In general, people can click on a Word file in a browser, and if their browser has been set up right, it will be brought up in Word. This is the same for any non-native file type. So it should be pretty straight forward to set up your browser to open an rtf in Word.
In firefox on OS-X, for instance, when I click on a file type it doesn't know what to do with, it brings up a dialog that lets me choose to download it or select and app to open it with, and if I do that, there is a checkbox for "do this every time with this filetype", or something like that.
But it sounds like you have conflicting requirements:
If you want people to be able to simply view it in the browser, you would be better off converting the pdf to HTML, or just leaving it as PDF, as most people have their browsers set up to handle pdf easily.
If you want folks to be able to easily open and then edit, etc. the doc in Word, then converting to Word format is a fine idea.
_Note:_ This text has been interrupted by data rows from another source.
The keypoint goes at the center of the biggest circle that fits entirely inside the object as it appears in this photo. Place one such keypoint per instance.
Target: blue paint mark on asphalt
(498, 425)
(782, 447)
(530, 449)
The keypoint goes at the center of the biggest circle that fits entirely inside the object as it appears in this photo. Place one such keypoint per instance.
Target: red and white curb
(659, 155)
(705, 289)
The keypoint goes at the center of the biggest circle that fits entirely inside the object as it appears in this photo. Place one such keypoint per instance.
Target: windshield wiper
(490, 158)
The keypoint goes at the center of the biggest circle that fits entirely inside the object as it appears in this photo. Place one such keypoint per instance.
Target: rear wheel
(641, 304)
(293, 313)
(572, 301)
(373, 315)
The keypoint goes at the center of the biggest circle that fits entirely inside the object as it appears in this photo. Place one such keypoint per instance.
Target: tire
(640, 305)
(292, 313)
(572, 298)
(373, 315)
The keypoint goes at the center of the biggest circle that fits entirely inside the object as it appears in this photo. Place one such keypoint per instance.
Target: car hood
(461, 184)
RTF is OK, but I'd be inclined to really give people a Word file (*.doc or *.docx).
Personally, I have major objections to application specific, proprietary formats, but the truth is, casual users often don't really know what a "file type" is, or that Word can open/edit other types than its native one, don't know how or want to set up their browsers to deal with rtf, etc. So if your requirement is for naive users to get a Word doc, you should give them a Word doc.
So how to generate it? RTF may still be a good way -- but I'd take the next step and run the rtf through either Word or Open Office or something to convert to a *.doc -- that has got to be scriptable some how.
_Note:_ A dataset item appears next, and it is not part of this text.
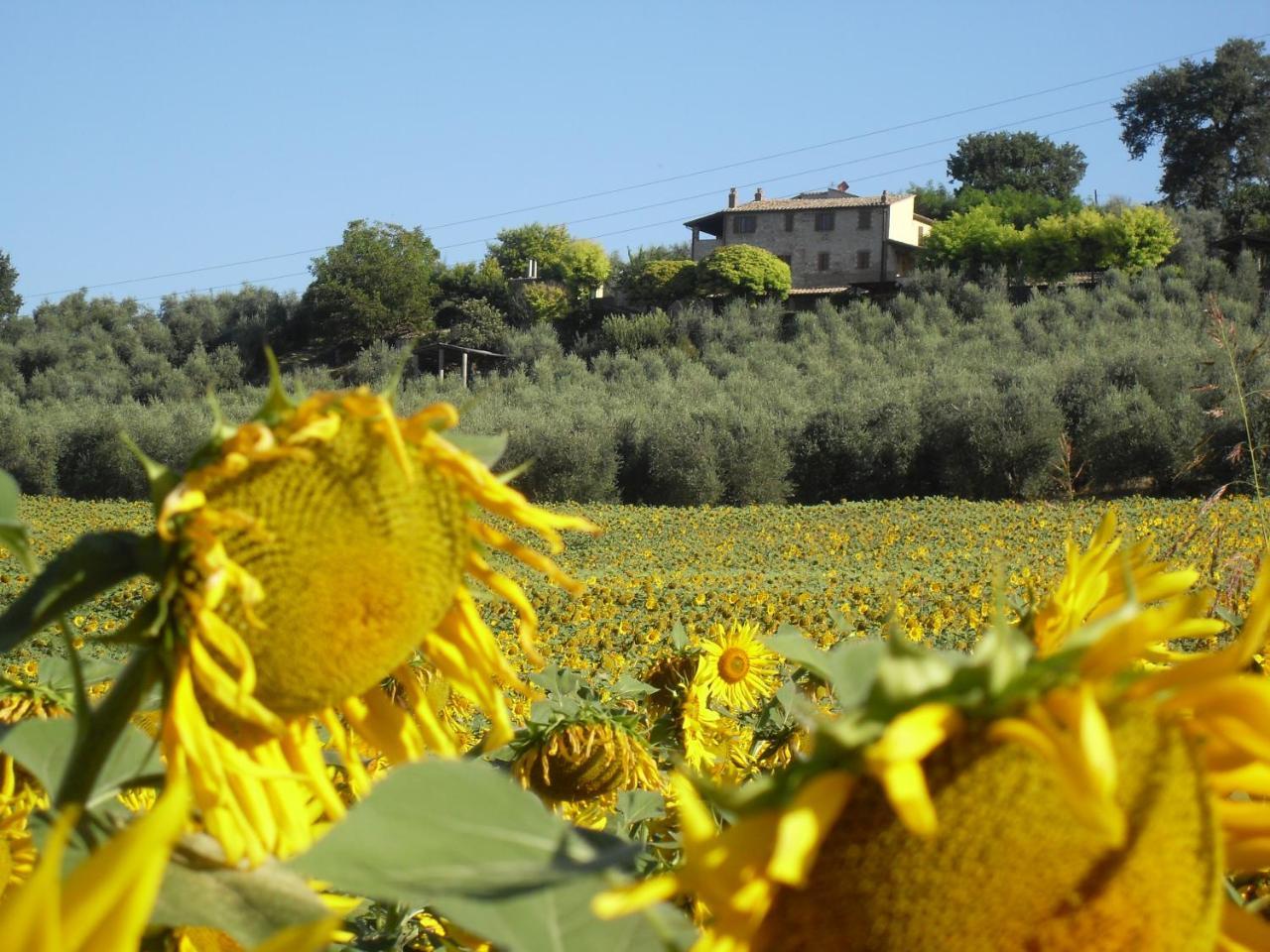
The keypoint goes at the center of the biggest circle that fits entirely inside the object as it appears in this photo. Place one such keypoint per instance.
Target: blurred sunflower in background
(316, 549)
(1052, 789)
Do you need to be able to do just a particular set of PDF files? or any arbitrary one? The later is going to be really hard, as PDF is an inherently different data model than word processors -- it's really just instructions as to how to draw a page, not a structured view of the contents. For simple docs that are mostly text, you can often re-create the text structure, but that doesn't work in general.
It also depends of how much of the PDF you want to preserve - just the text is not too hard.
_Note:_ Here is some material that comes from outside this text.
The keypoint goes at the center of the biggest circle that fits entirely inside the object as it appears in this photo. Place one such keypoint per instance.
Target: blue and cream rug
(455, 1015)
If you have a particular set of pdf to convert, you may be able to go straight to MS's XML format -- I understand it's a pretty complicated mess, but may not be bad to generate just the subset you need, and there are lots of tools for writing XML with Python.
Good luck!
-Chris
···
On 11/17/10 7:32 AM, usr root wrote:
Thanks,
Usr root
On Wed, Nov 17, 2010 at 11:06 PM, Nat Echols <nathaniel.echols@gmail.com > <mailto:nathaniel.echols@gmail.com>> wrote:
On Wed, Nov 17, 2010 at 6:13 AM, usr root <usr.root@gmail.com > <mailto:usr.root@gmail.com>> wrote:
I am sorry I am asking a question not about wxpython, but I know
most of you are very good in python field.
My question is,
I need convert a pdf file to word(MS doc) file for an
open-source project, is there any open source project I can use?
Or is there any way easy to do it, I know pypdf can control my
pdf part, but for the word part, I have no idea, since I am
Linux programmer, I know little about windows.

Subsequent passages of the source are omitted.